The Balkan Conflicts Research Team is continuously producing superb, hard-hitting and intellectually provocative Twitters about Srebrenica and the Hague Tribunal. We highly recommend them to our readers who may follow them by visiting their Twitter account at: Balkan Conflicts Research Team@ResearchTeam

The tweet The plight of defendants is their latest production.

What was unusual about the way the ICTY treated defendants?

Almost everything. Many were indicted before any evidence has been gathered against them. They were then held in custody, sometimes for years, before they were brought to trial. Hague prosecutors invariably sought to extract ‘confessions’ and co-operation by putting defendants under extreme duress in plea-bargaining processes. Defendants were always aware that their defence teams did not receive anything like equal treatment to the prosecution and were prevented in many ways from doing their job properly.

Is that all?

No. There were other outrageous injustices. Slobodan Milosevic was illegally kidnapped from his home by NATO forces and forcibly taken to The Hague. This was – and is – entirely indefensible. Despite a dangerous heart condition, he was in the care of a doctor and nurse with no advanced heart-care qualifications and did not work weekends. Two weeks before he died of heart failure on a Sunday, his request to be allowed to go to Russia for specialist treatment (with his return guaranteed by the Russian government) was summarily rejected.

How about fairness in the court proceedings?

What fairness? Most of the judges did all they could to prevent an effective defence being mounted. Tough questions were regularly ruled inadmissible – the US secret service plant, William Walker, masquerading as a UN Peace Monitor in Kosovo, was protected from answering many key questions about his role in proclaiming there had been a massacre at Racak. In other cases, defence counsel were left in no doubt that they could face severe penalties if they did their work too conscientiously.

How were conditions in the prison where the defendants were held?

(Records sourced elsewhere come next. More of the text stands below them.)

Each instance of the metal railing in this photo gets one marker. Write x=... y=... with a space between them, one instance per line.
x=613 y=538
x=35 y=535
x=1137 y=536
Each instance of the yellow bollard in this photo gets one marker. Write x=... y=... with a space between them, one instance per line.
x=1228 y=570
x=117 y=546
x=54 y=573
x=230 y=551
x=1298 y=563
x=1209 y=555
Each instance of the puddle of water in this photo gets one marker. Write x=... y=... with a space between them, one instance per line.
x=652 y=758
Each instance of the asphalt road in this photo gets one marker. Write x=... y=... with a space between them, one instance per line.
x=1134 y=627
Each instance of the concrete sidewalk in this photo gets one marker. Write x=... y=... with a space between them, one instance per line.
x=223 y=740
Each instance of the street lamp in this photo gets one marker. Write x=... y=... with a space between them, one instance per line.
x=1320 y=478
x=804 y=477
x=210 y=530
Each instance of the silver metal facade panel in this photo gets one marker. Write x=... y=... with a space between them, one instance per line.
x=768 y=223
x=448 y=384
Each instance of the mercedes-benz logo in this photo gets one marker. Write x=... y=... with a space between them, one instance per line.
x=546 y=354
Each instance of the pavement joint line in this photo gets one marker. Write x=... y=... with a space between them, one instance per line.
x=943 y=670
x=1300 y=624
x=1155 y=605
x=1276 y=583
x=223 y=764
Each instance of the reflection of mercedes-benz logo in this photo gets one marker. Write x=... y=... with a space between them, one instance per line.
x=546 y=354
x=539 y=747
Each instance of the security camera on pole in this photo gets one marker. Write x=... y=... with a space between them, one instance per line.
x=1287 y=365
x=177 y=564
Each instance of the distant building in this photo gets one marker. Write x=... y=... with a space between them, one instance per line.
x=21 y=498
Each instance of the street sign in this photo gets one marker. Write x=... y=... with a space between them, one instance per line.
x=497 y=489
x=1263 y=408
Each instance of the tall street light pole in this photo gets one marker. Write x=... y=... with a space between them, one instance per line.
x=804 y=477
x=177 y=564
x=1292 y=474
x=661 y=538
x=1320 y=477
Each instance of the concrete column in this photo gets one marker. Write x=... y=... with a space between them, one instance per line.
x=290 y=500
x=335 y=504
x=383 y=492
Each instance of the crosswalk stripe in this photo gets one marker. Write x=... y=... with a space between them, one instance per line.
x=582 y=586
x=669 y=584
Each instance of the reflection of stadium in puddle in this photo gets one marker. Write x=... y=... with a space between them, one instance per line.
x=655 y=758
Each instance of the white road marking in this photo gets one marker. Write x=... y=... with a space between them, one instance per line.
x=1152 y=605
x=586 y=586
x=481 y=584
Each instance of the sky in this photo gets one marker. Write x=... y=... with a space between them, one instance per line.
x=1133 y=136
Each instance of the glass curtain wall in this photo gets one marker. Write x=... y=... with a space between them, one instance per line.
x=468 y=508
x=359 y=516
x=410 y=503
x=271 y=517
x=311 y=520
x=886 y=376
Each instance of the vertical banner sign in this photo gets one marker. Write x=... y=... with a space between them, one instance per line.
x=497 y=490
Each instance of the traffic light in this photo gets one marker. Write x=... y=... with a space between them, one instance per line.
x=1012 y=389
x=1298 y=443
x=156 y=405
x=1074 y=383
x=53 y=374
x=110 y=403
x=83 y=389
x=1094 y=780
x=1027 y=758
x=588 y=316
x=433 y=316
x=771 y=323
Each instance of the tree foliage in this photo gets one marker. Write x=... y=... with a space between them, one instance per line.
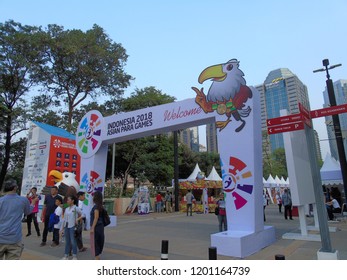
x=81 y=65
x=20 y=55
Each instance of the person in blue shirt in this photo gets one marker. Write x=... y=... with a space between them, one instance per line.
x=12 y=208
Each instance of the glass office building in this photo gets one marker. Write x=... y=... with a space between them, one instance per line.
x=281 y=90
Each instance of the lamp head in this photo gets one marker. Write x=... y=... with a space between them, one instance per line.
x=325 y=62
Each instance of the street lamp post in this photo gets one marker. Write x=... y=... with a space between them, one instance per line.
x=176 y=184
x=336 y=122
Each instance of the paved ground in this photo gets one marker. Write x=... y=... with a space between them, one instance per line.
x=139 y=237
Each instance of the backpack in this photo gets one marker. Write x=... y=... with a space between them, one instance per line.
x=106 y=218
x=53 y=219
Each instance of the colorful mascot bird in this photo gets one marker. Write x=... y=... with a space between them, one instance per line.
x=227 y=93
x=66 y=183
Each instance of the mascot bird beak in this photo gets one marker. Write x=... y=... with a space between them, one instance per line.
x=57 y=176
x=214 y=72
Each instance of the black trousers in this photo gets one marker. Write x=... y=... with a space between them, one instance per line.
x=288 y=209
x=79 y=235
x=33 y=218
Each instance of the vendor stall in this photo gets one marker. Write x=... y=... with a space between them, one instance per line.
x=203 y=188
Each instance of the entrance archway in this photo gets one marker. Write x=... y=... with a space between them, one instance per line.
x=239 y=145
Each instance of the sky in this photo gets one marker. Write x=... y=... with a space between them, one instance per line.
x=170 y=42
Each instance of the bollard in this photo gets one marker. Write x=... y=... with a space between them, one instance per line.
x=164 y=250
x=279 y=257
x=212 y=253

Repressive. Prominent defendants, who had not been found guilty of anything, were denied most of the rights accorded to those held on remand in proper legal jurisdictions. Strict controls were placed on those they could see and talk to as they worked with their defence teams to prepare their defence case. Visits from family and friends were tightly controlled. Even within the prison, some were kept in effective solitary confinement to prevent them communicating with the outside world.

What other pressures were put on them?

The Hague Tribunal defied best legal practice by admitting hours of uncorroborated hearsay evidence – more than 90% in the Milosevic trial. The defence had little basis to challenge what was said because it did not know the identity of witnesses and had few resources to investigate their testimony. Cross-examination was also strictly controlled.

What can we conclude from all this?

That the UN’s founding nations were absolutely right – the UN could not be trusted with power to establish a criminal court. They did not foresee a time when the UN Security Council would force such a court to be created illegally. It is time for the UN to be reminded of its responsibilities and admit its terrible mistake in creating the monstrous Hague Tribunal.